Denis O’Connor’s The Tangler Project numbers over sixty works and has been seven years in the making. The wall pieces in this third and final chapter bring into the gallery what usually remains hidden in O’Connor’s voluminous archive of sketchbooks dating back to 1985, when he was The Frances Hodgkins Fellow at Otago University. Many of O’Connor’s works use text from a wide range of contemporary poets. Drawings on collaged fragments of roof slate mimic chalk on blackboard and are diaristic and instructional in tone. These roof-drawings portray O’Connor’s masked artist-figure in many differing role-plays and tropes. We see the artist as parent. We see him as ‘Beauty’ leaping into the void. He mimics how chance is an artist’s ally. We see him as long-distance athlete, hands-on manual worker or absurd show-off.
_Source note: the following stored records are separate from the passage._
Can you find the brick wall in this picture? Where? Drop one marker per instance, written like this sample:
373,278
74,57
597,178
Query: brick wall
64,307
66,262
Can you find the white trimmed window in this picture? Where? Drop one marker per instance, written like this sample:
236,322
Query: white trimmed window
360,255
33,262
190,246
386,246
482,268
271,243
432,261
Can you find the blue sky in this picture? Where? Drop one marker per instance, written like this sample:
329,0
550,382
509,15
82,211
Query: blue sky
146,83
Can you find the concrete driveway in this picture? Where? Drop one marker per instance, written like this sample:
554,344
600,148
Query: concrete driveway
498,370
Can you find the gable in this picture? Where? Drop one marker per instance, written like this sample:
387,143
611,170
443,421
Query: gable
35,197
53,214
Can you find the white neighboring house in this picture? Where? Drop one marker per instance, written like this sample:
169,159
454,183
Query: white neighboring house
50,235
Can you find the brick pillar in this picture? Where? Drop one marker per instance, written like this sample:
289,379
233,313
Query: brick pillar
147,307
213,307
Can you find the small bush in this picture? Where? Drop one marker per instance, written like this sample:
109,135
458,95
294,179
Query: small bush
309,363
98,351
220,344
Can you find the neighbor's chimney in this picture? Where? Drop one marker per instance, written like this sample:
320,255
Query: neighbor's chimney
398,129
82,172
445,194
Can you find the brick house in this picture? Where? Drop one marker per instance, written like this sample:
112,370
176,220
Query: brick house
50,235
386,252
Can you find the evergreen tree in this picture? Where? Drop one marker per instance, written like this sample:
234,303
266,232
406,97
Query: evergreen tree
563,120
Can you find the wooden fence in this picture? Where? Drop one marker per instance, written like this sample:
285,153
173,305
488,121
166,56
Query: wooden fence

The device of his horse-mask is suggestive of masquerade or trickster traditions – it recalls Oscar Wilde’s dictum:
Man is least himself when he talks in his own person – give him a mask and he will tell you the truth.
Coinciding with this show is the premiere of a documentary film called ‘Mindspaces – the Artists Studio’, that has been three years in the making. With Denis O’Connor as narrator and guide, we are taken into the private sanctuary of the studio he has occupied since 1971 – a room rich in layered histories and detritus. O’Connor obtained access to the studio and archive of the great 20th century artist Francis Bacon. O’Connor’s daughter, the late Dr Blaze O’Connor (1975 – 2009), was part of a small team responsible for the archaeological survey of Bacon’s famous studio, facilitating its transfer from London to Dublin. Through this survey we learn how Bacon’s chaotic studio functioned as the artist’s inspirational archive. O’Connor also turns the lens onto Lucian Freud’s studio in a revealing conversation with Freud’s biographer, the art historian Martin Gayford. Filmed in England, Ireland and France this documentary will be shown at the Auckland Art Gallery on Sunday August 3rd at 1pm. It was produced by English Director Stephanie Bennett, with support from the Chartwell Trust.